Is Congress Rushing to Regulate AI a Bad Idea?

Senate Majority Leader Chuck Schumer came up with a brilliant idea. Schumer is trying to shame tech companies that are using artificial intelligence.

Schumer stated that many people want to ignore AI due to its complexity in a speech he gave at the Center for Strategic and International Studies, where he unveiled the new framework. “But we can’t be ostriches when it comes to AI. We cannot bury our heads in the ground.”

No one, that I know of, has ever said AI was “too complicated” or wanted to avoid the subject. Schumer quickly knocked his own strawman down.

Schumer stated Wednesday that “Innovation is our North Star.” Schumer said that if people believe AI innovation isn’t done safely or if there aren’t adequate guardrails, it will stop innovation.

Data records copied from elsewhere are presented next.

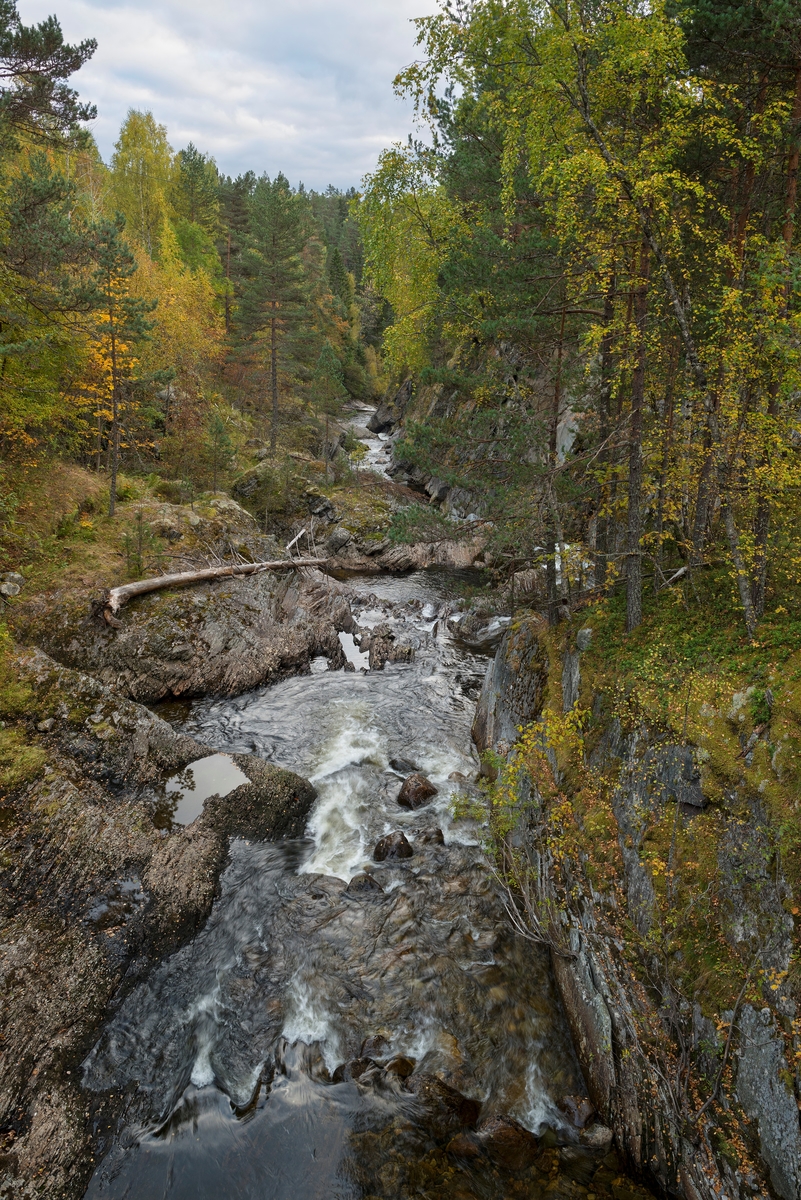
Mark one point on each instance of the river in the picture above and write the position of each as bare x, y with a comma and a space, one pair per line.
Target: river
233, 1055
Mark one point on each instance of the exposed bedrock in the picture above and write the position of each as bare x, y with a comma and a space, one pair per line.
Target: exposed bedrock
220, 639
92, 894
651, 1057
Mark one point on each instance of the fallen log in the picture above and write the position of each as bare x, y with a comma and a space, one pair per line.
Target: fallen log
114, 598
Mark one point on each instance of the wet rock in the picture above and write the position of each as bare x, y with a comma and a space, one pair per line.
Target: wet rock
393, 846
100, 893
365, 886
320, 507
446, 1109
399, 1066
337, 540
597, 1137
416, 791
223, 637
353, 1069
482, 633
391, 411
507, 1143
512, 690
373, 1047
464, 1145
403, 766
579, 1110
431, 838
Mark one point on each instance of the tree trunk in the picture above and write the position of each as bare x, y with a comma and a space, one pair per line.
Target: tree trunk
762, 520
273, 377
633, 556
680, 307
604, 426
113, 600
553, 448
115, 424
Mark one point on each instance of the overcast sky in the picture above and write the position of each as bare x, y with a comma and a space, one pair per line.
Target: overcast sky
302, 87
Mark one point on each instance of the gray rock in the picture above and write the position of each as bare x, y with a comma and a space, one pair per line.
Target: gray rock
337, 540
513, 688
768, 1101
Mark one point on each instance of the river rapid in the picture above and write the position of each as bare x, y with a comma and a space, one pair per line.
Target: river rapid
270, 1056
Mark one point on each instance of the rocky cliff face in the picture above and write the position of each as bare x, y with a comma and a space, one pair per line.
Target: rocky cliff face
650, 868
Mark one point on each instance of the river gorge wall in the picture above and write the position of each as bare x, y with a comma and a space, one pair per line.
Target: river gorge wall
651, 867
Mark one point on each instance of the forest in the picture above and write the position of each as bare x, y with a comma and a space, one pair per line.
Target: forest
549, 347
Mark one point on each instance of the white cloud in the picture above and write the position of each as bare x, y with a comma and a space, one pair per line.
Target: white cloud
302, 87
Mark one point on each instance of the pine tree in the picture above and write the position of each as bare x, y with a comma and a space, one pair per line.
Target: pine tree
196, 191
273, 297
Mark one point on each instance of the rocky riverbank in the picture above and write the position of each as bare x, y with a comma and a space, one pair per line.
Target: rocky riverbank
92, 892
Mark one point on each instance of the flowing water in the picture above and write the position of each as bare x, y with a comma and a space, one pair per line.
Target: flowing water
314, 955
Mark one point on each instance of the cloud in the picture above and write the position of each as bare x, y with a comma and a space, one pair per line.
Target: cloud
302, 87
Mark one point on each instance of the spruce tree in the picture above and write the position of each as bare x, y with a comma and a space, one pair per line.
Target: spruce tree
273, 298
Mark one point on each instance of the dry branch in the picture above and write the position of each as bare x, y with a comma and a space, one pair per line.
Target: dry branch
114, 598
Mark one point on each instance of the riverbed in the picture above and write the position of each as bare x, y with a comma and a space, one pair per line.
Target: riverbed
312, 1038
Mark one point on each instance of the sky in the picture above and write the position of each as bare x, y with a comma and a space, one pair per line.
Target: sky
302, 87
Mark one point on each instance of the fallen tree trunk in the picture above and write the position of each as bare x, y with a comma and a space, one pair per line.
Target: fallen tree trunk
114, 598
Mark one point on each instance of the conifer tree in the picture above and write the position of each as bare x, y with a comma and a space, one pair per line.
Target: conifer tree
273, 297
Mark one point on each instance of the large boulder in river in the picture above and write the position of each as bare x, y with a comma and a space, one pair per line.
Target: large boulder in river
446, 1110
220, 637
395, 845
416, 791
390, 411
513, 687
507, 1143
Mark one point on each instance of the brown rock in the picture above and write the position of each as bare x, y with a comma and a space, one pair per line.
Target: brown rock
464, 1145
395, 845
509, 1143
446, 1109
416, 791
401, 1066
353, 1069
365, 885
373, 1047
578, 1109
431, 838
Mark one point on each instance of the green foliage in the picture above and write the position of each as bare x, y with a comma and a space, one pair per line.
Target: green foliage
196, 192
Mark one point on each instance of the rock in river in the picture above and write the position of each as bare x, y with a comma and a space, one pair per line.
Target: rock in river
416, 791
395, 845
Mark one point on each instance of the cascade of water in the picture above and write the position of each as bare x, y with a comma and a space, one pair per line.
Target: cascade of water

Schumer’s approach to AI regulation is not one that the United States government should follow. It’s a simple matter of logic: we do not know the direction AI innovation will go, and imposing “guardrails,” which are rigid and unyielding, could block promising research and development avenues.


Schumer announced that he would convene “AI Insight Forums,” starting in the fall. These meetings will see top AI experts briefing Congress on a variety of topics, including workforce, national safety, privacy, explainability, and even a “doomsday scenario.”

Schumer stated that the forums were meant to free Congress from its slow committee process and regulate the rapidly-evolving technology.

The regulation of artificial intelligence is the biggest government game in the 21st century.

Consumer Product Safety Commission (CPSC), Federal Election Commission (FEC), and Consumer Finance Protection Bureau (CFB) are all making noises about joining them. The turf wars between agencies are sure to be epic.

Schumer stated that “there’s so little legislative history in this area, a new approach is needed.” Schumer warned later that lawmakers would not be able to come up with “the right policies” if they followed the usual path of holding congressional hearings, with each member giving an opening statement and then asking five-minute questions at a time.

The forums won’t start until September. Even if Congress is able to bridge the knowledge gap, the upcoming presidential election will likely limit how much time lawmakers have to come together and pass sweeping legislation.

It is not necessary for Congress to depart from its “typical course.” In fact, the Senate was originally created to curb the passions in the House, which is exactly what AI legislation will be.

Schumer said, “Our goal is to come up with a proposal from the United States.” He called the United States “the world’s largest economy, innovator leader, and intellectual leader.”

Schumer stated, “If we put this together with a serious approach, I believe the rest of the world will follow.”

Schumer’s plans are short on detail, and this should be a cause for concern. Joe Biden’s remarks at a Tuesday meeting in San Francisco with advocates and officials on AI are a good example. He believes that “more technology will change in the next ten years than in the past 50 years.”

Biden stated during the event that “my administration is committed to… safeguarding Americans’ right and safety. From protecting privacy to addressing biases and disinformation to ensuring AI systems are safe prior to their release,” Biden said.

What is “bias” in AI technology? Who decides what is “disinformation?”

We can’t just rush to regulate AI. Most congress critters are probably unfamiliar with this area, but it’s one where thinking before acting is best for the country.